8.5 The investigation observed staff using electronic prescribing systems in place in NHS trusts. The systems in place at the Trust where the reference event occurred did not link electronically to primary care records and staff had to input medicines into the hospital system manually. This meant that it was still possible for staff to enter an incorrect drug onto a patient prescription. Transcribing errors are identified as a common cause of medication incidents (Care Quality Commission, 2019).

8.6 The investigation observed pharmacy staff performing medicines reconciliation using electronic prescribing systems, where such errors were identified. However, as demonstrated by the reference event, this process cannot work to identify errors made after medicines reconciliation takes place.
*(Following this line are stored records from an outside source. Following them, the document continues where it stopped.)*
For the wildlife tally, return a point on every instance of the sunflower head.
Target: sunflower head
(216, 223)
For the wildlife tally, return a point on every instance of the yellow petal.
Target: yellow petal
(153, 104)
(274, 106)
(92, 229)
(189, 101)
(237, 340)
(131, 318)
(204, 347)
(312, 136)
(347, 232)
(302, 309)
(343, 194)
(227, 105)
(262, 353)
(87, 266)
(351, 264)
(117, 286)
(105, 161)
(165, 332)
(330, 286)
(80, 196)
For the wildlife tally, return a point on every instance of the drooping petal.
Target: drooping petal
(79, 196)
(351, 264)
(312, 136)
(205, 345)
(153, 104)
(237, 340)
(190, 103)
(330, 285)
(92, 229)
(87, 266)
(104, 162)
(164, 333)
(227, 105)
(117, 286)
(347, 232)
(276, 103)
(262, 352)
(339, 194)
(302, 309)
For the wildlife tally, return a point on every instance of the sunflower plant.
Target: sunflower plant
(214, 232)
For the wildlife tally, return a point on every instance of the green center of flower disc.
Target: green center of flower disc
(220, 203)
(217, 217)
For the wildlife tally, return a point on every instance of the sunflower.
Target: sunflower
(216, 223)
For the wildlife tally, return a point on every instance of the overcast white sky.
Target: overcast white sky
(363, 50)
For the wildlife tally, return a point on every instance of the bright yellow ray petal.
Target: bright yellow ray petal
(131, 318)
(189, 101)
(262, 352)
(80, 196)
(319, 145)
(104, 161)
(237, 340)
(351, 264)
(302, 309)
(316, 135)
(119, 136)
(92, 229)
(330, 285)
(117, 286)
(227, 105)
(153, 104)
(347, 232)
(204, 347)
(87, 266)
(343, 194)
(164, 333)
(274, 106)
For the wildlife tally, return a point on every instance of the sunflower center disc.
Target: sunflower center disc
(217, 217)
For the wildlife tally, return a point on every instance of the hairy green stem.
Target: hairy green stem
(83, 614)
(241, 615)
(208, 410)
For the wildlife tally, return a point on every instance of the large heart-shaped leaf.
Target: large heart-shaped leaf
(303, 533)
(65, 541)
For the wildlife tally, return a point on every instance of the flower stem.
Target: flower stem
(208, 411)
8.7 A detailed consideration of the use of electronic prescribing systems can be found in the HSIB investigation report ‘Electronic prescribing and medicines administration systems and safe discharge’ (Healthcare Safety Investigation Branch, 2019a).

9 Endnotes

[1] Chronic anaemia is a condition in which patients do not have enough red blood cells or haemoglobin to meet their body’s needs.

[2] Chronic obstructive pulmonary disease is an inflammatory lung disease that causes obstructed airflow from the lungs.

[3] A person with stage 4 kidney disease has advanced damage to their kidneys.

[4] Low vitamin D levels can lead to a range of problems, especially relating to the bones and muscles.

[5] The hospital at night team is a multi-professional, multispecialty approach to delivering care at night and out of hours, with the aim of improving patient safety.

[6] A CT (computed tomography) scan is a test that uses X-rays and a computer to create detailed pictures of the inside of the body.

[7] Pharmacy technicians work under the supervision of a registered pharmacist and assist in a range of duties, including managing and preparing the supply of medicines. They are a professional group of staff that require registration with the General Pharmaceutical Council.

[8] SBAR stands for Situation, Background, Assessment, Recommendation. It is a structured form of communication that enables information to be transferred accurately between individuals.

[9] A board round involves a summary discussion of patients’ needs and the care that is required for that day.

[10] Ward rounds are an opportunity for senior medical staff and the wider clinical team to review each patient’s case.

[11] A time and motion study seeks to analyse working practices and efficiency through the observation and timing of tasks.